DigitalPhonetics / IMS-Toucan

Multilingual and Controllable Text-to-Speech Toolkit of the Speech and Language Technologies Group at the University of Stuttgart.

Geek Repo:Geek Repo

Github PK Tool:Github PK Tool

Quality of exact style cloning

raymond00000 opened this issue · comments

Hi guys,

I am very impressed with the paper's idea and result.
Also, thanks a lot for sharing the codes too.

I am trying the example by using Obama's voice to speak the demo page's sample: "Wow, what a beautiful day!"
However, it seems to me the voice of the synthesized speech does not sound uttered by Obama.
I would like to seek your advice if I did wrongly, or how to make a better cloned audio.
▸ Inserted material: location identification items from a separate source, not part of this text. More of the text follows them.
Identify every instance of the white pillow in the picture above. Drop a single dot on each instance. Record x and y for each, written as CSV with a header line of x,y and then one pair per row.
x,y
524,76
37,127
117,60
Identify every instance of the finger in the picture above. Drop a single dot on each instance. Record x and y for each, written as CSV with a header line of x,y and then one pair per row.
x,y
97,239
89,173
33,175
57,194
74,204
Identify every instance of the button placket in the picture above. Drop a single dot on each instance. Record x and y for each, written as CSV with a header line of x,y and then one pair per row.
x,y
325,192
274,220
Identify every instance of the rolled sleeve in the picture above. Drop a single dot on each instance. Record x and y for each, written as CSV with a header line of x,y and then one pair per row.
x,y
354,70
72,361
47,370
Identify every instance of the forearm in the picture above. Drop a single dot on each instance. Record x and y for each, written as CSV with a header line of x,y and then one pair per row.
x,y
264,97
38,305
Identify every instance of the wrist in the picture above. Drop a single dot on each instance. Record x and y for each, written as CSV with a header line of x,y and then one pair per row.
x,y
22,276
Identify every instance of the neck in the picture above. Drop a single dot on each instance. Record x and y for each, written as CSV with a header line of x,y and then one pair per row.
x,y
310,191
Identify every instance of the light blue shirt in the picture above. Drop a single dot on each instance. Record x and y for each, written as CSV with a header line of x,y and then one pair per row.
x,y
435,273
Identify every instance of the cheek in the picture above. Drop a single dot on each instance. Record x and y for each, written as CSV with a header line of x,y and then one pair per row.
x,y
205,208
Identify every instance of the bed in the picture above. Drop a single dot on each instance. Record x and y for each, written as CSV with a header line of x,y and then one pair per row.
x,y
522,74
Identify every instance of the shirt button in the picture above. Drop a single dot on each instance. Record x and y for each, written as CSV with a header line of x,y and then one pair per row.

I attached the ref audio and cloned audio in the attached zip.
audios.zip

this is the code I tried.

uc = UtteranceCloner(model_id="Meta", device="cuda" if torch.cuda.is_available() else "cpu")
uc.tts.set_utterance_embedding("audios/20090307_Weekly_Address.0000.0001.wav")
uc.clone_utterance(path_to_reference_audio="audios/human.wav",
                   reference_transcription="Wow, what a beautiful day!",
                   filename_of_result="audios/obama_test_cloned_wow.wav",
                   clone_speaker_identity=False,
                   lang="en")    

Thanks!

It looks like you're doing it correctly, there's just 2 issues: To make it sound like Obama, the reference would already need to have a similar speaking style to him, because the speaking style is taken entirely from the prosody reference audio. This has an even bigger impact than the voice on the ability to recognize the speaker. The second problem is that this toolkit is currently very bad at cloning voices unseen during training. It is possible, but it doesn't work well. I'm working on improving this for the last few months, but it's very challenging, so it will take more time.